Paper DV03 Using Sankey to Analyze Drug Pipeline Tanmay Khole, Bristol-Myers Squibb, Berkeley Heights NJ, USA

ABSTRACT

Sankey are a specific type of flow diagram, in which the width of the arrows is shown proportionally to the flow quantity. Sankey diagrams put a visual emphasis on the major transfers or flows within a system. They are helpful in locating dominant contributions to an overall flow. This paper will focus on drug pipeline of a sponsor and leverage data from clinicaltrials.gov to analyze number of clinical trials a sponsor has with respect to conditions, interventions, and phases.

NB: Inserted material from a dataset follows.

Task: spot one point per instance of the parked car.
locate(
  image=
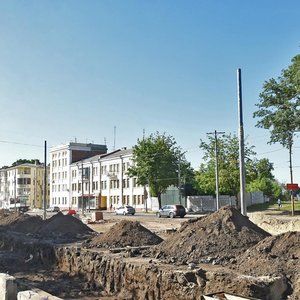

This will be visualized with the use of Sankey diagram and display the weightage a sponsor has given to a drug or a condition based on the phases of clinical trials. A drug pipeline gives us an idea about the future of a company and this paper will give a deep dive on some of the aspects by use of sankey diagram.

INTRODUCTION

This paper analyzes data from clinicaltrials.gov for selected few clinical trial sponsors and uses that info to create sankey diagram. A sankey diagram is a used to depict a flow from one set of values to another. The things being connected are called nodes and the connections are called links. Sankeys are best used when you want to show a many-to-many mapping between two domains or multiple paths through a set of stages and data from clinicaltrials.gov is an excellent example to analyze a sponsor’s drug pipeline to see which clinical condition or interventions are focused by sponsor with respect to stages of clinical trials. Techniques such as data mapping, data analysis and are used to create the sankey diagrams displayed in this paper. Phase I clinical trials are excluded from data analysis and data visualization for ease of understanding the flow of clinical trials which are in Phase 2-4. Data is obtained in csv file format from clinicaltrials.gov using advanced search option and searching only for sponsor section. Analysis is performed on trials with status: "Active, not recruiting", "Available", "Enrolling by invitation, "Not yet recruiting", or "Recruiting".

- 1 -

SANKEY DIAGRAM FOR CLINICALTRIALS.GOV DATA

Data obtained from clinicaltrials.gov in csv format is one record per trial, see figure 1. In order to use it for Sankey diagram, it needs to be processed as per below steps:

• Data Mapping

• Data Analysis

• Data Visualization

Figure 1: Data obtained from clinicaltrials.gov and imported into SAS® dataset.

Sponsors listed in 1 are considered in this paper for data analysis and to create sankey diagrams for the on-going clinical trials of each sponsor. Clinical trials with status: "Active, not recruiting", "Available", "Enrolling by invitation, "Not yet recruiting", or "Recruiting" are considered as on-going. Only those clinical trials are selected where sponsor is the lead sponsor of that clinical trial.

Sponsor Distinct On-going Data Extraction Date Clinical Trials Count

Sponsor 1 Bristol-Myers Squibb 250 22NOV2019

Sponsor 2 Janssen 126

Sponsor 3 Merck & Co. 173 22JAN2020 Sponsor 4 Amgen 56

Sponsor 5 Bayer 56

Table 1: List of Sponsors

- 2-

DATA MAPPING

Data mapping is an essential component in order to connect links and nodes in sankey diagrams. Clinical trials data obtained from clinicaltrials.gov contains multiple names for same conditions (e.g.: “NSCLC”, “Non-Small Cell Lung Cancer”, or “Carcinoma, Non-Small-Cell Lung”), figure 2, and multiple names for same drug/biologic compounds (e.g.: "Nivolumab", "Opdivo", "BMS- 936558", "ONO-4538“), figure 3. Hence it is important to identify each condition and intervention into correct category. As there are numerous conditions, they are mapped into high-level categories like Solid Tumors, Cardiovascular, Leukemia & Lymphoma, etc. See figure 4 for example of mapping different conditions to high-level category.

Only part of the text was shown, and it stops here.